Meine Damen und Herren, ich wundere mich allerdings ernsthaft über die Vehemenz, mit der der

amtierende Innenminister in Sachen Onlinedurchsuchung einen Keil zwischen Regierung und Opposition treiben will.

In Wahrheit tut sich beim Streit um die Onlinedurchsuchung doch ein tiefer Graben zwischen CDU und FDP auf, der zeigt, dass diese Regierung in sicherheitspolitischen Fragen mittlerweile handlungsunfähig ist. Ich zitiere eine dpa-Meldung von vor ein paar Tagen:

„Die FDP bleibt bei ihrem Nein zu Onlinedurchsuchungen.
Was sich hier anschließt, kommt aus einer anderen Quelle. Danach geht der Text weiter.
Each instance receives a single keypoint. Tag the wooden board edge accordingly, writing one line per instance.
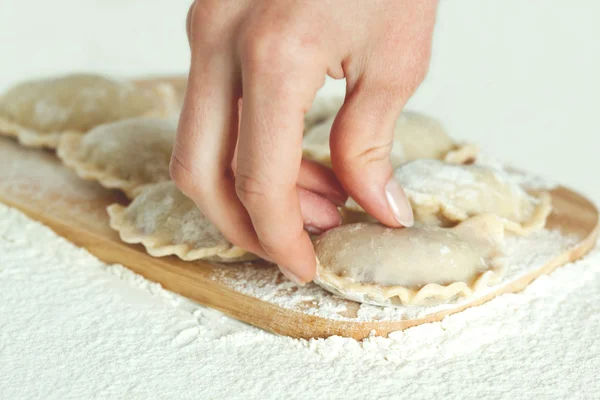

Das heimliche Ausspähen von Computern sei der falsche Weg, sagte Parteichef Guido Westerwelle nach einer Klausurtagung der FDP-Bundestagsfraktion in Wiesbaden. ‚Tausend Gesetze helfen nicht, wenn es an Polizisten fehlt‘.“

Meine Damen und Herren, wo Herr Westerwelle recht hat, da hat er recht!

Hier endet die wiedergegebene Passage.